Wilson is also the provider of the Global Game Basketball of FIBA 3×3, the official Game Basketball of the National Basketball League of Australia, and the official Game Basketball of the Basketball Champions League in Europe.

Wilson has also generated buzz in recent years for its introduction of smart basketballs that calculate shooting percentage. In 2018, Wilson teamed up with ShotTracker, a sensor-based system that tracks a player’s basketball movements to automatically capture and deliver live stats on players in real-time for the first time in Division I men’s college basketball.

Here, Wilson’s Basketball General Manager Kevin Murphy Wilson talks to SGB Executive about how the NBA partnership will elevate Wilson’s basketball game.

What drove the deal? There were a few key elements that fueled this partnership:  a shared commitment to growing the game, a vision for using technology across products, digital and experiences to drive that growth and a strategic vision for enhancing our brands. And on the partnership side, we have a long track record of supporting our partners at the highest level.

What can we expect around innovations, or how you might update the ball? Wilson game balls for the NBA, WNBA, and NBA G League will be constructed using the same material, eight-panel configuration and performance specs as the current game balls. NBA and NBA G League game balls will retain the same leather material which is sourced from Horween. We have a long-standing relationship with Horween as they supply our leather for the NFL The Duke Football. WNBA game balls will keep a composite material, and the basketball for the inaugural season of the Basketball Africa League will also be made with a composite material. For the new game basketballs, we’ll work with the NBA and players to develop and approve the new products.

Any changes with marketing or social-media approaches around the ball, etc.? Yes, there will be changes. We are working with the NBA on product and marketing plans now. The 75th anniversary season of the league is a tremendous milestone, and we are excited to be a part of this celebration.
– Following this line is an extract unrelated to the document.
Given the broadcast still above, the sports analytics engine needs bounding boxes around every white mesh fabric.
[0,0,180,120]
What else can tell us about how Wilson’s approach to the category may open up selling opportunities?   Next summer, we’ll launch new game basketballs for the league (adhering to the same specifications and material requirements of thecurrent game ball). And we’ll unveil a full line of Wilson NBA products to offer every player at every level, as well as the NBA fan. Without a doubt, this partnership will open new doors for our business and significantly expand our global footprint in basketball today, which includes college basketball through the NCAA, global 3×3 basketball through FIBA 3×3, and traditional 5×5 basketball through the Basketball Champions League in Europe and the National Basketball League in Australia.